Monte Carlo simulation

This is a computerized mathematical technique that permits people to justify the risk in decision making and quantitative analysis. The method is used by professionals in such widely different fields as project management, finance, manufacturing, energy, research and development, engineering, transportation, insurance, the environment and oil and gas. Monte Carlo simulation carries out risk analysis by developing models of probable outcomes by substituting a variety of values – a probability distribution for any aspect that has inherent uncertainty.

Assessing uncertainty

A four level McKinsey framework of uncertainty may be helpful to choose the right combination of strategic tools. These four levels are as follows:

Level #1: Predictable future – recognizable trends (such as market demographics). Little bit of residual uncertainty, reasonably accurately basis for strategy. Execute the classic strategy tool kit.

Level #2: Alternative futures – discreet scenarios (such as those associated with competitors’ actions and regulatory changes). Probabilities may apply. Examine each strategic result separately. Keep watch for trigger points.

Level #3: A range of futures – A limited number of variables (such as adoption rates in upcoming markets) determine results that are not discreet, but still within an expansive range. Execute scenario analysis.

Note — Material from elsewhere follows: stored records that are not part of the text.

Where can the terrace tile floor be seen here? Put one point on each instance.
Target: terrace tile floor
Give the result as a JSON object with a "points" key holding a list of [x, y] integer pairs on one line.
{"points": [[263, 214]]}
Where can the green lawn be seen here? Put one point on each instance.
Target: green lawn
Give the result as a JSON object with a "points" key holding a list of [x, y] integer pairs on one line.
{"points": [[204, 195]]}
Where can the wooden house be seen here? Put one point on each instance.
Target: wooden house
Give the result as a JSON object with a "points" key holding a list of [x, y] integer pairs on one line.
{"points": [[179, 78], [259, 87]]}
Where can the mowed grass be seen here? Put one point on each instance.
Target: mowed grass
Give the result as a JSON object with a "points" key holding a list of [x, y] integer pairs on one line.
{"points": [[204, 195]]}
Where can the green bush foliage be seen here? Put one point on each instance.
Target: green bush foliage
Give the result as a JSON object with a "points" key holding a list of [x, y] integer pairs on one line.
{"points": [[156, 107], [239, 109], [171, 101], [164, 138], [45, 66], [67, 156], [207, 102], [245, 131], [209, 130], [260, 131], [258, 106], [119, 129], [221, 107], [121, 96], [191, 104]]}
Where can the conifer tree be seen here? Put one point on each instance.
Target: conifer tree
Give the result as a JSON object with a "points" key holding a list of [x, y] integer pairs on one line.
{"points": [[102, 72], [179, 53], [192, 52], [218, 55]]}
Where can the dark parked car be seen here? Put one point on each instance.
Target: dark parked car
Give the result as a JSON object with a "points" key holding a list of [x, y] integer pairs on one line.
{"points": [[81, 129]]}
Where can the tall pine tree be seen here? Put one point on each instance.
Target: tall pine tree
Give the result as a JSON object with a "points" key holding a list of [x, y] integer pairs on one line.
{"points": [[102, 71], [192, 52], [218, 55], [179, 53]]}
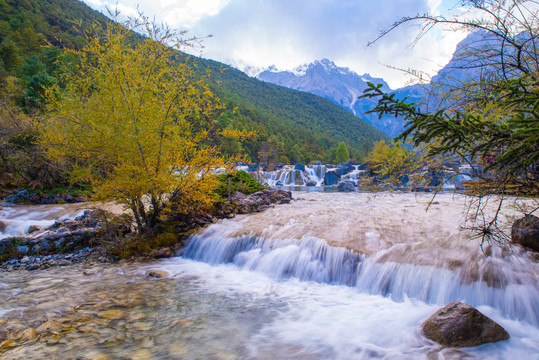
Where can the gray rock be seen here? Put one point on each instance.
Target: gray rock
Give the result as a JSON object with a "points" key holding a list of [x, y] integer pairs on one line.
{"points": [[156, 274], [461, 325], [525, 232], [331, 178], [23, 249], [346, 186], [164, 252]]}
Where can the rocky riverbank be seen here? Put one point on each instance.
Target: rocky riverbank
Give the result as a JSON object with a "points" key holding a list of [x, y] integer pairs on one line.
{"points": [[91, 236]]}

Level #4: True ambiguity – A number of uncertainty dimensions cause difficulty in delineating a variety of outcomes. One example is the nascent mobile internet market. Maximize your identification of indicators and variables as much as you can and take “no regret” moves.

A formalized competitor analysis and competitive intelligence program can:

  • Predict the actions of competitors
  • Predict changes in the marketplace
  • Discover prospective or new competitors
  • Help you learn from the right steps and mistakes of others
  • Increase the quality and range of acquisition targets
  • Help you learn about political, regulatory or legislative changes that may impact your business
  • Help you learn about new product, processes and technologies that impact your business
  • Help you enter new businesses
  • Help you execute the most recent management tools
  • Have an open manner of analyzing your business practices

The eventual benefits to your bottom line include better market knowledge, more confidence in coming up with strategic plans, better cross-functional relationships in the organization and enhancements in product quality against the competition. These benefits can be summed up in three words – “better business performance” by doing things better, and this, is worth the effort.

As mentioned before, it is worth remembering that competitive intelligence is fully justified as long as it conforms to ethics and the law. When it doesn’t, it takes the form of corporate espionage that is an unfair approach for gaining a competitive advantage.